Friday, August 26, 2011


NOTE: This was sent to me by Scott Jensen from the American Chemistry Council. I think that this is important enough to print verbatim. Sorry about the delay in getting this posted, but I have been on the road today driving back from a chemplant where I have been doing some contract work.

Washington, D.C. (August 26, 2011) – With another hurricane season upon us and Hurricane Irene heading toward the eastern coast of the United States, the chemical industry is prepared to build on the successful actions taken to weather previous hurricanes.

During storms like Katrina and Ike, American Chemistry Council (ACC) members’ emergency preparations worked as planned. Not one employee at a chemical facility was injured, and neither the U.S. Environmental Protection Agency (EPA) nor any state agency reported a significant chemical release from ACC member facilities in the Gulf. 

In fact, most chemical facilities returned to full operational status in a matter of days, a tribute to planning, preparation and the fundamental design of ACC members’ facilities.

Preparation equals safety

Chemical companies know well to avoid the dangers of being unprepared for any threat, be it a hurricane, an accident, or something more sinister. This is why our member companies place great importance on implementing emergency plans focused on protecting the safety of employees and surrounding communities. Under Responsible Care®, our trademark health, safety, environment and security program, all ACC members have long-established emergency plans, which are activated in close coordination with local, state and national authorities, other businesses and transportation systems, along the path of the storms.

The well-rehearsed emergency plans for hurricanes involve many actions taken in advance of the storm. Depending on the severity of the storm, they include:

• Complete shutdown of facility following strict safety and operating procedures
• Evacuation of personnel
• Preparing the facility by activating generators, filling tanks and physically securing equipment
• Removal of unnecessary vehicles and other equipment

ACC members don’t just plan for severe contingencies like hurricanes, they consider them when designing and building chemical facilities to be safe. Specific construction elements can include hardened equipment, dikes and levees.

Cascading impacts on chemicals and customers

As previous storms like Katrina and Rita demonstrated, the impact of hurricanes can go well beyond the potential threat to employees and physical damage to facilities and their communities. Those storms served as a reminder of the interdependent nature of the nation’s critical infrastructure.

While most facilities did not suffer major structural damage and were operational within days, many were unable to resume normal production because of other external consequences of the storms. Extensive damage to the local infrastructure blocked the flow of key supplies, like electricity and natural gas, necessary to manufacture chemicals, while damaged roads and rail lines prevented the delivery of products to consumers.

Ultimately, this led to higher natural gas costs for everyone and curtailed the delivery of chemicals essential to producing important everyday items like clean drinking water and life-saving medicines.

Recovering from the storm

After a storm passes, specially trained teams visit the site to evaluate damage before response crews or other employees are allowed to return. Once it is deemed safe to return, employees begin the delicate process of restarting operations, which can take several days depending on the size of the facility.

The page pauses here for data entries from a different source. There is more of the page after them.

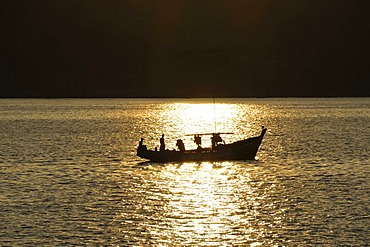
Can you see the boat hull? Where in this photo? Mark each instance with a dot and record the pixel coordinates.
(240, 150)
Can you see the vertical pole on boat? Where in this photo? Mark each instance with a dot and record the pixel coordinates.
(214, 108)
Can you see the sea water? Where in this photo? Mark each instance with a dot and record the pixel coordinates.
(69, 174)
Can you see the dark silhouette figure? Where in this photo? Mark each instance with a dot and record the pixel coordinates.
(162, 146)
(141, 142)
(141, 146)
(180, 145)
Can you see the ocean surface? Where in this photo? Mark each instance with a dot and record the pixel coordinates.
(69, 174)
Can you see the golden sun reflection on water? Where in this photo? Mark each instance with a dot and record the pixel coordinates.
(179, 119)
(205, 204)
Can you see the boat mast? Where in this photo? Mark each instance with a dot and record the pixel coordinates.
(214, 109)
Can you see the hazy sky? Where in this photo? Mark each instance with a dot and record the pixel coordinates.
(184, 48)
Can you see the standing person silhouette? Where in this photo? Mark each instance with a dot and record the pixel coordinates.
(163, 145)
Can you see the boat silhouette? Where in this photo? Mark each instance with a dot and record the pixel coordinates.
(245, 149)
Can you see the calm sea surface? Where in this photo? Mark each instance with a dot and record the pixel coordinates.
(69, 174)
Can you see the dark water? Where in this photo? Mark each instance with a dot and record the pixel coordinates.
(69, 174)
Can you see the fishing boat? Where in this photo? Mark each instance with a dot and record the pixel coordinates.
(219, 151)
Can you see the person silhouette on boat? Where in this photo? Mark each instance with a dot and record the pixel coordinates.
(163, 145)
(141, 146)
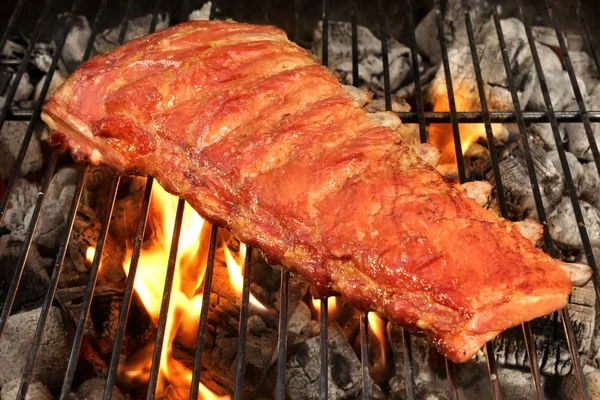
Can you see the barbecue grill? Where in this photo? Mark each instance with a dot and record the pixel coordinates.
(419, 116)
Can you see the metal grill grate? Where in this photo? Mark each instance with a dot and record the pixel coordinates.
(586, 117)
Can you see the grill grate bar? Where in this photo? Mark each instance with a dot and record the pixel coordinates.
(489, 348)
(563, 158)
(416, 73)
(49, 298)
(17, 78)
(11, 22)
(210, 266)
(323, 377)
(451, 372)
(576, 90)
(450, 92)
(588, 34)
(128, 294)
(14, 174)
(408, 373)
(164, 306)
(364, 322)
(12, 290)
(413, 117)
(364, 354)
(89, 290)
(323, 314)
(243, 331)
(282, 335)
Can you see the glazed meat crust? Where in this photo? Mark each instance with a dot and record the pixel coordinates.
(263, 141)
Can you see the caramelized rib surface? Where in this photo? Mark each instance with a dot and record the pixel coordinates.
(263, 141)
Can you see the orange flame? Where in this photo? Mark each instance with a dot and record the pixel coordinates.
(89, 254)
(332, 308)
(234, 269)
(377, 327)
(149, 284)
(441, 135)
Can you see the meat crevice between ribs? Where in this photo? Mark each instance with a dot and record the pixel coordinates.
(261, 140)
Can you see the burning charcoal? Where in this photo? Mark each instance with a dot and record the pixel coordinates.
(585, 68)
(53, 354)
(454, 27)
(589, 185)
(563, 226)
(561, 91)
(24, 89)
(568, 388)
(221, 337)
(76, 41)
(93, 389)
(517, 185)
(136, 28)
(299, 318)
(36, 391)
(34, 281)
(302, 374)
(56, 206)
(549, 337)
(492, 70)
(11, 138)
(201, 14)
(542, 135)
(41, 56)
(574, 166)
(369, 56)
(21, 200)
(57, 80)
(578, 141)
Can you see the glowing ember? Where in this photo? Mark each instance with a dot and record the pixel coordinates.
(377, 329)
(149, 284)
(89, 254)
(234, 269)
(332, 308)
(441, 135)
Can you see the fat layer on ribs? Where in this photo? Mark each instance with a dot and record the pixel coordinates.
(260, 139)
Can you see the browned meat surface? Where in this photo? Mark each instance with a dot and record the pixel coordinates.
(261, 140)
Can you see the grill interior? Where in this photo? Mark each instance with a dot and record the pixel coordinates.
(296, 17)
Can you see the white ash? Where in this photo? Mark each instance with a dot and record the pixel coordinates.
(41, 55)
(24, 89)
(11, 138)
(455, 32)
(52, 356)
(589, 186)
(299, 318)
(574, 166)
(202, 14)
(370, 63)
(563, 225)
(584, 68)
(569, 388)
(136, 28)
(22, 199)
(55, 209)
(36, 391)
(542, 135)
(76, 41)
(57, 79)
(93, 389)
(516, 183)
(13, 51)
(558, 83)
(492, 70)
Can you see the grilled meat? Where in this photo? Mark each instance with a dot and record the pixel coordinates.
(263, 141)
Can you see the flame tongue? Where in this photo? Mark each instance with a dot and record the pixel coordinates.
(149, 284)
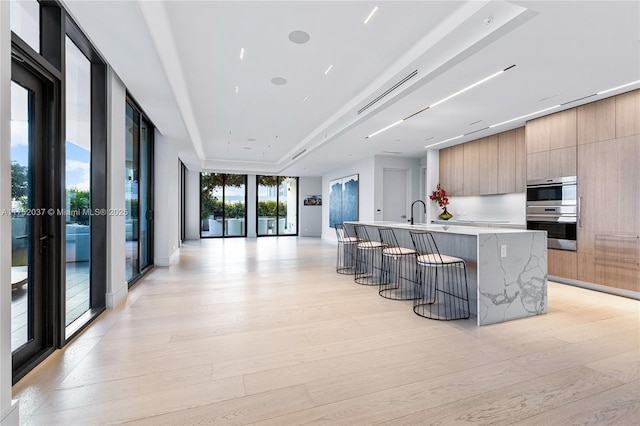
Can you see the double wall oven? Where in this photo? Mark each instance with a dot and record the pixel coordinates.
(552, 206)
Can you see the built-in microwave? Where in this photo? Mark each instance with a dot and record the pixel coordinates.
(552, 206)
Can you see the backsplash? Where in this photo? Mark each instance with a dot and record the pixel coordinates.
(505, 208)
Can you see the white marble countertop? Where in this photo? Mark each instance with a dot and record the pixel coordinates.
(451, 229)
(486, 223)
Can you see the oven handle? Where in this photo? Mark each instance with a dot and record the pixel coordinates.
(579, 212)
(552, 218)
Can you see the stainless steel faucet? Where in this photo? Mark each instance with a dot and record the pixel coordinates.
(423, 204)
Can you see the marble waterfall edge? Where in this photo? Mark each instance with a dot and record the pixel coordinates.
(517, 286)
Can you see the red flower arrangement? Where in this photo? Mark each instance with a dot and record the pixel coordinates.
(440, 197)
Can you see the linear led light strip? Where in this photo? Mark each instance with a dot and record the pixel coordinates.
(529, 115)
(441, 101)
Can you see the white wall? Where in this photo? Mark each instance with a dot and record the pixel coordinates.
(8, 409)
(117, 287)
(166, 211)
(366, 192)
(192, 207)
(309, 217)
(411, 165)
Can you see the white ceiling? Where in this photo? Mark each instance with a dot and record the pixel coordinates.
(181, 62)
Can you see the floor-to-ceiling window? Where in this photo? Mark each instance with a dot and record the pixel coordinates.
(58, 181)
(138, 193)
(223, 207)
(277, 205)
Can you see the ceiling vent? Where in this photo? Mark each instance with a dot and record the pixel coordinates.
(386, 92)
(298, 154)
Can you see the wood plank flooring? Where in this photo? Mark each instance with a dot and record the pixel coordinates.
(263, 331)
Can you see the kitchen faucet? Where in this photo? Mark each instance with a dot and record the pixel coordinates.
(423, 204)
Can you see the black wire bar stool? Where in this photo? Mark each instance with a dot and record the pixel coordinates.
(368, 258)
(345, 261)
(442, 288)
(398, 268)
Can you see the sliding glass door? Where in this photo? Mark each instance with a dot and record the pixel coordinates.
(138, 194)
(223, 208)
(277, 205)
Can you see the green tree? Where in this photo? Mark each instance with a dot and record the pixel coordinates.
(19, 181)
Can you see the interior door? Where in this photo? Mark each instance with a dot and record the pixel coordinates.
(31, 219)
(394, 195)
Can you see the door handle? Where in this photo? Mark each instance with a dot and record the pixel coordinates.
(43, 243)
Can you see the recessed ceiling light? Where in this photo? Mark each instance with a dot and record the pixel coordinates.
(443, 100)
(299, 37)
(523, 116)
(446, 140)
(279, 81)
(375, 9)
(619, 87)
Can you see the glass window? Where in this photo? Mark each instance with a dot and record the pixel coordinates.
(25, 21)
(223, 208)
(277, 205)
(77, 182)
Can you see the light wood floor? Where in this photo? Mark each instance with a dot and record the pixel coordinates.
(265, 332)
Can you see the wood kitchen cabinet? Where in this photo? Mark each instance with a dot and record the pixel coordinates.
(608, 221)
(562, 263)
(628, 114)
(488, 165)
(492, 165)
(597, 121)
(551, 145)
(451, 169)
(512, 161)
(471, 185)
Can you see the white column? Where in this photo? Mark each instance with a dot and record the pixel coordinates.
(8, 408)
(117, 287)
(166, 226)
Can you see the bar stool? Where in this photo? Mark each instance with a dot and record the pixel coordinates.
(442, 288)
(368, 258)
(345, 261)
(398, 268)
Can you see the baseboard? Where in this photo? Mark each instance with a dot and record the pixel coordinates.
(167, 261)
(114, 299)
(12, 416)
(597, 287)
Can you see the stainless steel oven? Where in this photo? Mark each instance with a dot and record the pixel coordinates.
(552, 206)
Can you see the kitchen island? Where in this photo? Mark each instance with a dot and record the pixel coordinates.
(506, 268)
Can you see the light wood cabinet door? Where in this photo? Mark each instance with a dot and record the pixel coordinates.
(562, 162)
(488, 165)
(628, 114)
(521, 161)
(597, 121)
(609, 223)
(563, 264)
(537, 135)
(507, 162)
(471, 185)
(538, 165)
(451, 169)
(512, 161)
(562, 129)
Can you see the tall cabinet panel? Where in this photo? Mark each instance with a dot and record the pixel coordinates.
(451, 169)
(608, 181)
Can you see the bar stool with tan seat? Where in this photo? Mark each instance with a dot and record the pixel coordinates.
(345, 261)
(441, 282)
(368, 258)
(398, 268)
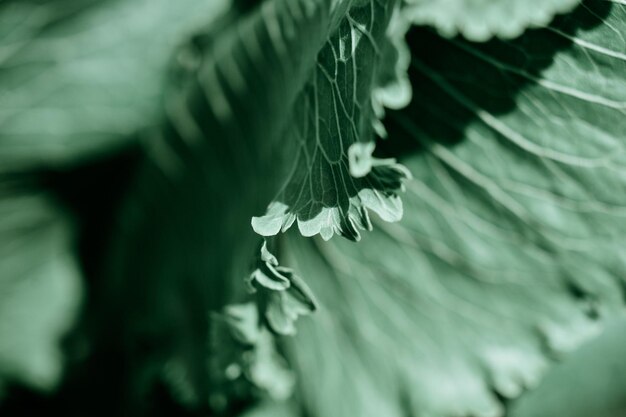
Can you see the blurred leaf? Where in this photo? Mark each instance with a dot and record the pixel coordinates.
(511, 247)
(40, 289)
(591, 382)
(80, 77)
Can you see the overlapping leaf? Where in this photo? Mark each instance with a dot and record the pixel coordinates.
(480, 20)
(511, 248)
(80, 78)
(334, 179)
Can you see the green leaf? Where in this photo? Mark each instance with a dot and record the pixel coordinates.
(594, 377)
(80, 78)
(333, 179)
(281, 294)
(479, 20)
(511, 248)
(40, 289)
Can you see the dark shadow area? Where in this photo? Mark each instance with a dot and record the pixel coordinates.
(442, 65)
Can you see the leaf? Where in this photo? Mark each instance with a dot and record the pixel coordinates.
(334, 179)
(282, 295)
(479, 20)
(510, 252)
(40, 289)
(599, 393)
(80, 78)
(175, 252)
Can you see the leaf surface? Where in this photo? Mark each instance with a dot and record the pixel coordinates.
(40, 289)
(80, 78)
(479, 20)
(511, 248)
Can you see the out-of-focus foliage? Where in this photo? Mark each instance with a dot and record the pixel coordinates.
(40, 288)
(139, 138)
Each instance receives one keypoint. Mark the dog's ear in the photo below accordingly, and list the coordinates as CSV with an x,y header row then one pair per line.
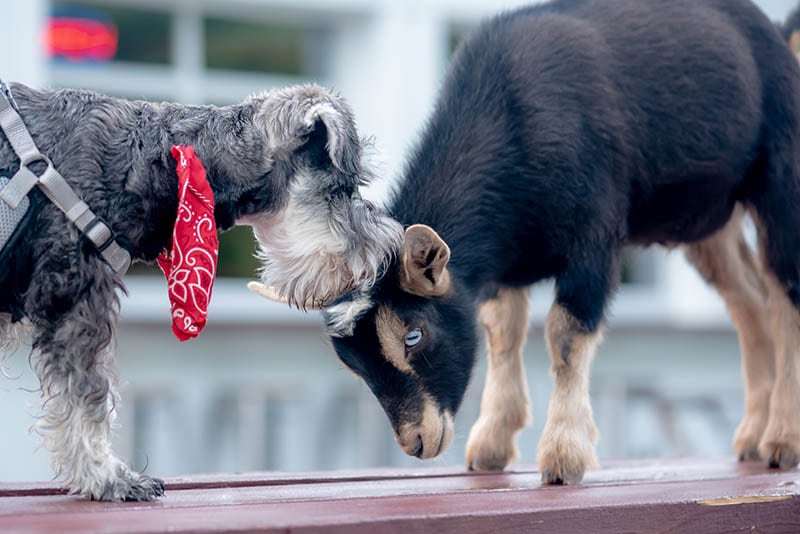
x,y
423,264
310,117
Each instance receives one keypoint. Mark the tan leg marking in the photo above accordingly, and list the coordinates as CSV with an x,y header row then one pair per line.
x,y
504,405
725,261
794,44
780,444
566,448
391,335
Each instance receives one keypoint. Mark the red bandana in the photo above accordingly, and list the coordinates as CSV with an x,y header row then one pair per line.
x,y
191,264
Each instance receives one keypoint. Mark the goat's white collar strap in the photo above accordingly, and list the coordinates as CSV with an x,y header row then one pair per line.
x,y
54,186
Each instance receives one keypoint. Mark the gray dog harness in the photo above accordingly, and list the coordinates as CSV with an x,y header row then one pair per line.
x,y
14,193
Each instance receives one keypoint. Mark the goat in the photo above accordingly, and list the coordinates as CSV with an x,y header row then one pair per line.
x,y
565,132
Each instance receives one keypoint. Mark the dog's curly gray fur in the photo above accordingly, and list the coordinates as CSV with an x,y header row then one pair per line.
x,y
287,162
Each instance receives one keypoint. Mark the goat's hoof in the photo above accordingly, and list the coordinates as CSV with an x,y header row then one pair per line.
x,y
565,453
490,447
562,477
747,437
780,456
749,455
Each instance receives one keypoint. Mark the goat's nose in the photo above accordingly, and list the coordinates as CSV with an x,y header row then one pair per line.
x,y
418,449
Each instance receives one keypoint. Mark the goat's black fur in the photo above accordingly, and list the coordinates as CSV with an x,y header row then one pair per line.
x,y
568,130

As we have seen in the wake of past storms, the recovery operations of many companies extended past the fence lines of their facilities. On their own, through ACC and the state chemistry councils, and working directly with the Red Cross, Salvation Army and other organizations, America’s chemistry companies and their personnel responded compassionately, donating tens of millions of dollars for relief assistance, volunteering time and providing much-needed supplies. This industry-wide effort included companies and facilities from all parts of the nation.

In many instances, member company facilities became vital community resources, providing a wide range of support, including temporary housing and meals for employees, their families and even the broader community, in some instances. One company loaned its helicopter to the Red Cross for relief and rescue. Another facility helped run the small town where it was the only local institution with emergency power and communications.

Preparing for Irene and the Next Storm

While it is impossible to predict the exact path of Irene or the potential impact on member facilities, ACC member companies will continue to make sure all of their facilities are prepared to weather the storm and assist in the recovery.